Something else I hadn’t mentioned yet was the issue of Luke’s ideology in TLJ. One of the things TLJ got praised for was tying itself back to the prequels by having Luke call out the failings of the prequel-era Jedi Order.
The thing is, there are plenty of legitimate issues to be raised about the prequel Jedi: the fact that they separated Force-sensitive babies from their parents and never let them know their own families; the fact they encouraged an unhealthy level of emotional repression and detachment from the outside world; and the fact that they remained servants of the Republic even as it grew more corrupt and self-serving, going so far as to lead a war against a faction trying to secede.
These are all legit grievances that could’ve been brought up. The problem is, TLJ doesn’t mention any of those. Luke says some stuff about how the Jedi allowed Sidious to destroy them, which means they apparently deserved to be destroyed, for some reason? He says the legacy of the Jedi is failure, despite the fact that the Jedi had been able to keep the Republic together and thriving (for the most part) for thousands of years. And he says that the Force doesn’t belong to the Jedi, which isn’t some groundbreaking statement. Everyone already knew that. The Jedi never claimed that the Force belonged to them.
I get that the point is that Luke is supposed to be wrong, so we can see him have a change of heart at the end. The problem is that Luke’s whole anti-Jedi stance in the first part of the movie is such a flimsy, poorly constructed strawman that there’s no way Luke would have believed it for 6 years. He would have seen through it before then, because of how little sense it makes.
There’s also the fact that Luke, given his unconventional path to knighthood, would definitely not have been the traditionalist, prequel-like Jedi the new canon portrays him as. He would have reformed the Order to correct its flaws, rather than just throwing the whole thing out without trying to change anything. But, I’ll save that for another post.
All fair points I’d say. If you don’t mind though, I’d like to provide my counterarguments and to begin? I’d argue that part of being cynical at times is that you rationalize it through these strawman arguments. Bear in mind, aside from Porgs, the caretakers and I’m assuming the ghosts of his masters, Luke never had anyone to truly test those points against. Moreover we also don’t know when he exactly came to this decision and for all we know this could’ve been something he decided after a long period of self-reflection on the island and after he learned all he could about the Jedi of old. Plus there is the fact that this is a two hour movie that doesn’t have the luxury of being able to spend all the time in the world on one argument so narrowing it down to him bringing up the Jedi’s legacy being failure and his example being that the Jedi allowed Darth Sidious to rise to power and the creation of Darth Vader makes sense for most filmgoers who have even a cursory awareness of the prequels and it sells to us how cynical he is. He’s not focusing on the finer details because that’s not what his state would allow, he’s so jaded he can’t help but look at things through that mindset and we see that he himself due to having really no one to challenge this point truthfully might not even believe it fully like when Rey mentions that he himself redeemed his father and he has that moment of pause before cynically talking about how he became a legend.

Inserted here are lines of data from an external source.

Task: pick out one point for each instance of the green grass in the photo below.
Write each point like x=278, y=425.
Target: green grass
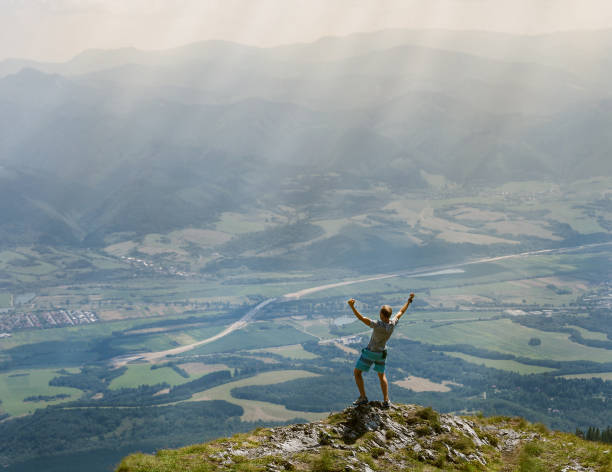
x=256, y=410
x=586, y=334
x=504, y=336
x=501, y=364
x=600, y=375
x=256, y=335
x=5, y=300
x=295, y=351
x=142, y=374
x=17, y=385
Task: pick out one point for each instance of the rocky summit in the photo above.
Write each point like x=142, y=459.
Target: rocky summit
x=372, y=438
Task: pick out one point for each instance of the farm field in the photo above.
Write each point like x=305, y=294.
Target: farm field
x=257, y=335
x=142, y=374
x=295, y=351
x=17, y=385
x=259, y=410
x=502, y=364
x=607, y=376
x=506, y=337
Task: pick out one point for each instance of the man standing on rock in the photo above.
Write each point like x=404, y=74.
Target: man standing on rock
x=376, y=353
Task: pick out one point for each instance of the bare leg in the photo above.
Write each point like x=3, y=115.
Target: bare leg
x=359, y=382
x=384, y=386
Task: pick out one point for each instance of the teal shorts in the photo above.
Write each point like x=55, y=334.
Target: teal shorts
x=368, y=358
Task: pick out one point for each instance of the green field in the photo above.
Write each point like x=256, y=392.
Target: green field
x=295, y=351
x=258, y=410
x=17, y=385
x=586, y=334
x=600, y=375
x=5, y=300
x=501, y=364
x=257, y=335
x=142, y=374
x=504, y=336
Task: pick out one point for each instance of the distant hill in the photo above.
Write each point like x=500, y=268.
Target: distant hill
x=145, y=141
x=368, y=438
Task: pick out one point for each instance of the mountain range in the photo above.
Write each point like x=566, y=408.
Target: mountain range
x=131, y=142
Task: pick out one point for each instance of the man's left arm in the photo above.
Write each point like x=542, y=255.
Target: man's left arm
x=404, y=308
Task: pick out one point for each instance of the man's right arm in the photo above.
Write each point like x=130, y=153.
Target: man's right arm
x=361, y=318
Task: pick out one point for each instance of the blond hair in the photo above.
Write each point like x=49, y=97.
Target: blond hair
x=386, y=311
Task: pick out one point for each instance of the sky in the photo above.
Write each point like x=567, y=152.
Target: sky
x=56, y=30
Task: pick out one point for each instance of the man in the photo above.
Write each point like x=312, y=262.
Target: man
x=376, y=353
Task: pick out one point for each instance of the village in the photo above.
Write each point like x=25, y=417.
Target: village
x=44, y=319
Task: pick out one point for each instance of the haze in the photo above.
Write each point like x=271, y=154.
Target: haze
x=56, y=30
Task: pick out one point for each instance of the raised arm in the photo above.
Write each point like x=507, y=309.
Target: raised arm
x=361, y=318
x=404, y=308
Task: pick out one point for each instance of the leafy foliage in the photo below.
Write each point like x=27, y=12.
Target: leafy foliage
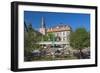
x=80, y=38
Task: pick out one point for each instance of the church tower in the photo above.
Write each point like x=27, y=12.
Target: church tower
x=43, y=27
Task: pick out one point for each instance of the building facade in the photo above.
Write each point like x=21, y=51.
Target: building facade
x=61, y=31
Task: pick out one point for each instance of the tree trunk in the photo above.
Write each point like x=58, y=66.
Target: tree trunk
x=81, y=54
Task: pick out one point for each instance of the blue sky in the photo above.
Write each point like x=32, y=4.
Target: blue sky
x=75, y=20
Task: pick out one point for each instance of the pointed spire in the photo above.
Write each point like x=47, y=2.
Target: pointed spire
x=43, y=23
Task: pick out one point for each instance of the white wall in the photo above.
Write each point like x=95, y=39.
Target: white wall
x=5, y=35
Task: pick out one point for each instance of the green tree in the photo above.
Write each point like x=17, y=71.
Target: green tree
x=80, y=39
x=30, y=39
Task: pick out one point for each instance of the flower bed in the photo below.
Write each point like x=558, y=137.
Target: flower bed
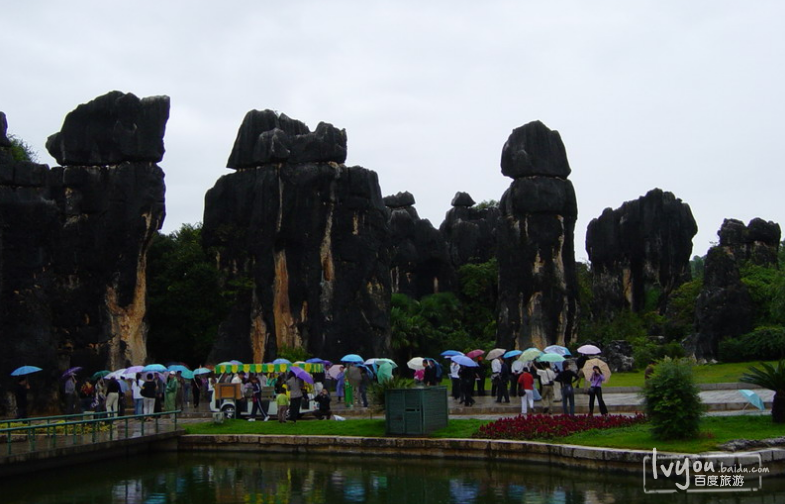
x=551, y=426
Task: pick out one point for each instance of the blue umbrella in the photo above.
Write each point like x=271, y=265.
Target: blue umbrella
x=464, y=361
x=557, y=349
x=351, y=358
x=24, y=370
x=753, y=398
x=155, y=368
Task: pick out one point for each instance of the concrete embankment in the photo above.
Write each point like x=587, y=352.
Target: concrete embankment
x=605, y=459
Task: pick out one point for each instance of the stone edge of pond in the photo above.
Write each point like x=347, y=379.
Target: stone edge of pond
x=560, y=455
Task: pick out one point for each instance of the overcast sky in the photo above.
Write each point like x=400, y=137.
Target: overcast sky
x=684, y=96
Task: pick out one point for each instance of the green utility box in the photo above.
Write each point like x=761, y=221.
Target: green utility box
x=416, y=411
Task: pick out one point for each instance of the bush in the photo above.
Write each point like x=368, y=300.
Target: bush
x=764, y=343
x=672, y=400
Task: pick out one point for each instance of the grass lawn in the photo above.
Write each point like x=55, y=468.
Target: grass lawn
x=709, y=373
x=714, y=430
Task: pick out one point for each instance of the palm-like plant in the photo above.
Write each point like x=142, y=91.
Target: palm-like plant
x=770, y=378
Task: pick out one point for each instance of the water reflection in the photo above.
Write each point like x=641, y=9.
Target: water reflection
x=272, y=479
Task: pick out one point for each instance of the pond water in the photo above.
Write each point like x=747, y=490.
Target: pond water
x=255, y=478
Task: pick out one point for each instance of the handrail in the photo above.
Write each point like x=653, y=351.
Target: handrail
x=50, y=429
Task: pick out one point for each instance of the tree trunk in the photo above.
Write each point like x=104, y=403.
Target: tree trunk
x=778, y=407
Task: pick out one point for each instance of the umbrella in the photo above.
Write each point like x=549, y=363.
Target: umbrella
x=352, y=358
x=558, y=349
x=530, y=354
x=25, y=370
x=496, y=352
x=753, y=399
x=589, y=366
x=416, y=363
x=100, y=374
x=334, y=371
x=301, y=374
x=550, y=358
x=155, y=368
x=464, y=361
x=71, y=371
x=589, y=350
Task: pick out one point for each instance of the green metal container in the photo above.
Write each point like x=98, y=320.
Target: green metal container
x=416, y=411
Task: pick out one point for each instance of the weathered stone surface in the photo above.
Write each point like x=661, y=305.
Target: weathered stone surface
x=73, y=243
x=266, y=137
x=643, y=246
x=533, y=149
x=470, y=232
x=724, y=308
x=535, y=236
x=111, y=129
x=757, y=243
x=309, y=241
x=420, y=260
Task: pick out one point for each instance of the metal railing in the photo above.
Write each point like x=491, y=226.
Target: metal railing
x=56, y=431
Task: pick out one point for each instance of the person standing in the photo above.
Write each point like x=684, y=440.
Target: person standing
x=567, y=377
x=295, y=396
x=502, y=394
x=595, y=390
x=149, y=395
x=20, y=392
x=455, y=378
x=282, y=402
x=71, y=396
x=547, y=377
x=526, y=385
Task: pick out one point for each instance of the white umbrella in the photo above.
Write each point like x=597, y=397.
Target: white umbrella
x=496, y=352
x=589, y=350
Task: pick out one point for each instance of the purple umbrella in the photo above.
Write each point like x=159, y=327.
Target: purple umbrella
x=301, y=374
x=464, y=361
x=71, y=372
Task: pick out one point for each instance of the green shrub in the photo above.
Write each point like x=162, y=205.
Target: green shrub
x=672, y=400
x=764, y=343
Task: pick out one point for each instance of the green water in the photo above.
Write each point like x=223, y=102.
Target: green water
x=270, y=479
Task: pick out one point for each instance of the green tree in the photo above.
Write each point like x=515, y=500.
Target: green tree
x=672, y=400
x=185, y=302
x=770, y=378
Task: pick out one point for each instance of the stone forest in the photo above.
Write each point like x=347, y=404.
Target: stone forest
x=300, y=255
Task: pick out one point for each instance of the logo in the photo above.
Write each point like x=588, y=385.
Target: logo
x=732, y=472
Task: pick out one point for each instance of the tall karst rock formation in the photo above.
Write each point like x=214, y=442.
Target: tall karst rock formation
x=74, y=238
x=304, y=241
x=537, y=276
x=420, y=260
x=724, y=308
x=640, y=252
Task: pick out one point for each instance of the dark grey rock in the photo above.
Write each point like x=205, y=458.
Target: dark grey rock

Looking back at the OT, there’s nothing there that implies he would’ve just reformed everything because of how he became a Jedi. Bear in mind, he wasn’t training in the ways of the Jedi to be the guy to bring back the entire Jedi Order in the movies, he was doing so to help the Rebellion to stop Vader and the Empire and then after his encounter in ESB, he kept training for a year for that inevitable second duel and decided in that time he would try to bring Vader back to the light. Restoring the Order became a goal he had later basically after he became a legend. Bear in mind because the EU post-OT was set up around the idea that we’d see the adventures of Luke Skywalker, Han Solo and Leia Organa continue well after the movies? It meant by default Luke would face more and more hardships and learn so much more about the Order to actually make it better. The post-OT new canon isn’t centered around that so they took a different path and portrayed Luke as a well-meaning guy who certainly has changed since the OT but he still makes mistakes and one of his mistakes here is that he bought into his own hype and when he made one critical error that due to timing he couldn’t reconcile and later learned about how the Jedi had consistently screwed up? The man’s whole belief system crumbles and thus he exiled himself, believing the galaxy is better off with no Jedi, no legends, nothing like that. For his father it led to him becoming Darth Vader and for Palpatine to take control of the galaxy and for him, it caused his instincts to take over reason and it resulted in his nephew, the son of his best friend and sister, completing his turn to the Dark Side and thus it set that potential future he saw into motion and unlike the last time where a look into the future led to him making a mistake? It was a much more critical error and he was left looking over much more death and destruction on his own.